Lead author, Dr Siew Ng from Hong Kong’s Microbiota I-Center (MagIC), explained that preclinical studies have shown that children with ASD had an altered gut microbiota composition and delayed development of the gut microbiota.
“Furthermore, the transfer of faecal microbiota from individuals with ASD into germ-free mice promoted autistic-like behaviour, whereas faecal microbiota transplantation from healthy individuals to children with ASD resulted in improvements in symptoms,” he said.
“In this study, we explored multi-kingdom analyses of gut archaea, bacteria, fungi, viruses and their genes and functions, presented metagenomic analyses of 1,627 children considered neurotypical or with ASD, with extensive phenotype data, and validated our findings in public datasets of 237 faecal metagenomes.”
“Using machine learning, Ng and colleagues created a model based on a panel of 31 microbes and functions, which had higher diagnostic accuracy in identifying both males and females with ASD compared with panels of gut microbiome markers from a single kingdom (such as bacteria or archaea).”

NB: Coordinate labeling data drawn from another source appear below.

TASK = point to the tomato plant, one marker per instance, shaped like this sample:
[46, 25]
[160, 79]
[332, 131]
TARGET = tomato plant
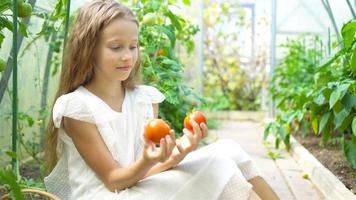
[156, 129]
[197, 116]
[318, 95]
[161, 28]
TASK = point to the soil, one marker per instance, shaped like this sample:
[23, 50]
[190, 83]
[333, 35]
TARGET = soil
[331, 157]
[30, 170]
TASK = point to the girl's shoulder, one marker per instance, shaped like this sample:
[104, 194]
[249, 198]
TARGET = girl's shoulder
[147, 94]
[75, 105]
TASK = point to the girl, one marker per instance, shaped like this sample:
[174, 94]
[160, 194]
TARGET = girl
[94, 146]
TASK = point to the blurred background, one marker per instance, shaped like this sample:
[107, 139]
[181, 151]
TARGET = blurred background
[268, 56]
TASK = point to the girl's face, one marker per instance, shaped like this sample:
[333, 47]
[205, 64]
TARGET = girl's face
[117, 50]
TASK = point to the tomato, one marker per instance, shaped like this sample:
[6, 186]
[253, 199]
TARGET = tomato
[197, 116]
[161, 52]
[2, 64]
[156, 129]
[24, 10]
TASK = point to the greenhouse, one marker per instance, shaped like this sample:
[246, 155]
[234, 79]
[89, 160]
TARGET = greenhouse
[178, 99]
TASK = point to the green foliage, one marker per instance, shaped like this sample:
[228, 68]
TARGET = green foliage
[310, 91]
[8, 179]
[227, 84]
[160, 30]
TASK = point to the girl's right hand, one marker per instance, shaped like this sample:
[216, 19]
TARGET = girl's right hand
[153, 154]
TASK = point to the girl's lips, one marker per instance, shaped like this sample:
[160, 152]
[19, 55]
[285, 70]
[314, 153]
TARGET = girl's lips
[124, 68]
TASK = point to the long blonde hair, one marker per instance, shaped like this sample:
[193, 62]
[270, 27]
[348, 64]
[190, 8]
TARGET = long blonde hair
[78, 65]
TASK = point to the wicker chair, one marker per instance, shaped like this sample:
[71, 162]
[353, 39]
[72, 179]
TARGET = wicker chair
[33, 193]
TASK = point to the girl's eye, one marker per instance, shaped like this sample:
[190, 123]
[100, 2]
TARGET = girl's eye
[115, 48]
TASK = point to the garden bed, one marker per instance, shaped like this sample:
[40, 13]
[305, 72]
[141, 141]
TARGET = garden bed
[332, 158]
[326, 167]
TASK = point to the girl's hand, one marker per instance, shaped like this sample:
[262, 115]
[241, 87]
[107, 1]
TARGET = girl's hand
[188, 142]
[153, 154]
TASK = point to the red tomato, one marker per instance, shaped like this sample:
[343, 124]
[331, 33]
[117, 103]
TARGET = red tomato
[197, 116]
[156, 129]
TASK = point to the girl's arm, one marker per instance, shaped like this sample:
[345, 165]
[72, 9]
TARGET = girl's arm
[93, 150]
[190, 143]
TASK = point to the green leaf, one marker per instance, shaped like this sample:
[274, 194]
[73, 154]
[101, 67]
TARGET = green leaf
[340, 117]
[167, 31]
[266, 131]
[9, 178]
[334, 97]
[4, 22]
[5, 5]
[23, 30]
[174, 19]
[320, 99]
[11, 154]
[315, 125]
[186, 2]
[325, 136]
[349, 101]
[324, 121]
[354, 126]
[353, 59]
[348, 33]
[2, 37]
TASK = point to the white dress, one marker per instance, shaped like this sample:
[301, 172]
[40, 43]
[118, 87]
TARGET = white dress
[203, 174]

Overall, children with ASD showed a decrease in the diversity of archaea, bacteria and viruses compared with children considered neurotypical. A total of 14 archaeal, 51 bacterial, 7 fungal and 18 viral species showed differential abundances between children considered neurotypical and children with ASD.
“The relative abundance of 80 out of 90 identified microbial species was found to be significantly decreased in children with ASD compared with children considered neurotypical. This finding was most pronounced for the bacterial communities, where 50 bacterial species were depleted in children with ASD whereas only one bacteria species was enriched,” Dr Ng said.
“Alterations in bacterial species in children with ASD were driven by the depletion of Streptococcus thermophilus and short-chain fatty acids-producing bacteria, such as Bacteroides sp.PHL2737 and Lawsonibacter asaccharolyticus.
“In addition, we found that specific microbial functions may contribute to ASD pathogenesis via the deregulation of ubiquinol and thiamine diphosphate biosynthesis. Ubiquinol and thiamine-related metabolites play crucial roles in mental health and neural signal transduction.”
Their research has also helped to address the heated debate about whether ASD-associated gut dysbiosis was driven solely by dietary preferences.
“Our results showed that diet has an impact on the gut microbiome in children with ASD. However, ASD-associated microbiome alterations including microbial diversity and composition remained present after correction for dietary factors in our analysis,” Dr Ng said.
“We have also included an analysis of two common childhood diseases known to have an association with gut microbiome alterations, atopic dermatitis, and ADHD, and demonstrated that our 31-marker panel remained specific to ASD diagnosis.”